Ja już ponad 29 lat żyję w domu bez prądu. Mam 1400 złotych na czysto do przeżycia. Za to muszę opłacić rachunki i przeżyć. Komornik zabiera mi 400 zł, mam już 14 tysięcy długu w spółdzielni mieszkaniowej i on ciągle narasta, gdyż nie mam z czego go spłacić. Żyję bez prądu, bo nie stać mnie na opłacenie rachunków – powiedział Jarmuła.
Były żużlowiec dodał, że zwrócił się z prośbą o pomoc do Polskiego Związku Motorowego. – Byłem w kadrze narodowej przez 21 lat i tego nikt mi nie odbierze. PZM uznał, że nie zasługuję na pomoc. Opowiadają bajki o fundacji, o akcjach pomocy dla byłych zawodników, a widać, jak to wygląda. A ja chciałem od nich 2,5 tys. zł rocznie na przeżycie i na opłacenie rachunków. Ale PZM wysłał mi w ubiegłym roku 1700 zł i napisał, że... nie ma pieniędzy. Mam straszne problemy, ale zostałem z nimi sam – dodaje 81-latek.

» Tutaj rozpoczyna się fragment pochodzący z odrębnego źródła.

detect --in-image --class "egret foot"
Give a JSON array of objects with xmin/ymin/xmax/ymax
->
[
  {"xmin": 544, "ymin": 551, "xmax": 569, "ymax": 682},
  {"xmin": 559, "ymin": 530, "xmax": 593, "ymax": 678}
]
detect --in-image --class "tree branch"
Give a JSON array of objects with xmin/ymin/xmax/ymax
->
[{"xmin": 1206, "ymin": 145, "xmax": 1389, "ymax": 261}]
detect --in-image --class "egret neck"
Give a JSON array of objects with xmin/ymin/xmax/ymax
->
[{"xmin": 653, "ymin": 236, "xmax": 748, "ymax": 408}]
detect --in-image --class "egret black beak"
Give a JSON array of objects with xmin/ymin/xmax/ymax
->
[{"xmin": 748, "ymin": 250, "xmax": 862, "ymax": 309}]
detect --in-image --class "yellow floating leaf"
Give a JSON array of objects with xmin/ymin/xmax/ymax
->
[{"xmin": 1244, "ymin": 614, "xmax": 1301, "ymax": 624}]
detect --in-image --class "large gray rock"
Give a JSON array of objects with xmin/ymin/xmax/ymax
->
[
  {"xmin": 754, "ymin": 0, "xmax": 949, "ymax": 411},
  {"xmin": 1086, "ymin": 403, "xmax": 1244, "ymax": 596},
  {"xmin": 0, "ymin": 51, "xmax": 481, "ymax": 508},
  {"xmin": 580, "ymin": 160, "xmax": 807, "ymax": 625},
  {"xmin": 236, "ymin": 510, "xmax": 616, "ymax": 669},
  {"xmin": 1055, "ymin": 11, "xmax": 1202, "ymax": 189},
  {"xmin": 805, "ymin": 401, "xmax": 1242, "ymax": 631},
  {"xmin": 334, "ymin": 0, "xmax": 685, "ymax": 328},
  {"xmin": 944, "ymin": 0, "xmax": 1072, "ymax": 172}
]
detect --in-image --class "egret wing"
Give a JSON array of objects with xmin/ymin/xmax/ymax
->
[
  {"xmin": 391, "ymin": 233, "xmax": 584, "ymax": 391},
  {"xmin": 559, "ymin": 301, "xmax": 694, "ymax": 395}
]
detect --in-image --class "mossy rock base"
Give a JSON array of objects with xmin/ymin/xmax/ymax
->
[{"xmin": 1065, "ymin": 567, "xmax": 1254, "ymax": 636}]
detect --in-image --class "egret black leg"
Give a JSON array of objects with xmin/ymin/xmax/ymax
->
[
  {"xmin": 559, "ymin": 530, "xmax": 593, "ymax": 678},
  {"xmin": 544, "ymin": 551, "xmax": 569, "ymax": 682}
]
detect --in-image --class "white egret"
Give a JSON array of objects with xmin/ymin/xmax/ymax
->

Na pomoc żużlowej legendzie ruszyli więc sami kibice. Kilka dni temu na portalu zrzutka.pl została uruchomiona zbiórka. 300 wspierających przekazało już łącznie 17,5 tys. zł (stan na 21.04, godz. 12:00), a ta kwota cały czas rośnie.
ZBIÓRKA PIENIĘDZY DLA JÓZEFA JARMUŁY
Zbiórkę nagłośnił portal pobandzie.com.pl, który skontaktował się z Józefem Jarmułą. – Powiem, że prostu mnie zamurowało. Nie wiem, co powiedzieć i głos mi się łamie. Jak mówiłem w wywiadzie, mam pewne zobowiązania, które z otrzymanych środków pokryję. Ja tylko jeździłem na żużlu i czuję się bardzo głupio, że są osoby, które uznały, że warto mi pomóc. Ja nie oczekiwałem pomocy czy o nią nie żebrałem, ale przedstawiłem swoją aktualną sytuację. Bardzo, ale to bardzo dziękuję Wam za nagłośnienie akcji – powiedział wzruszony Jarmuła.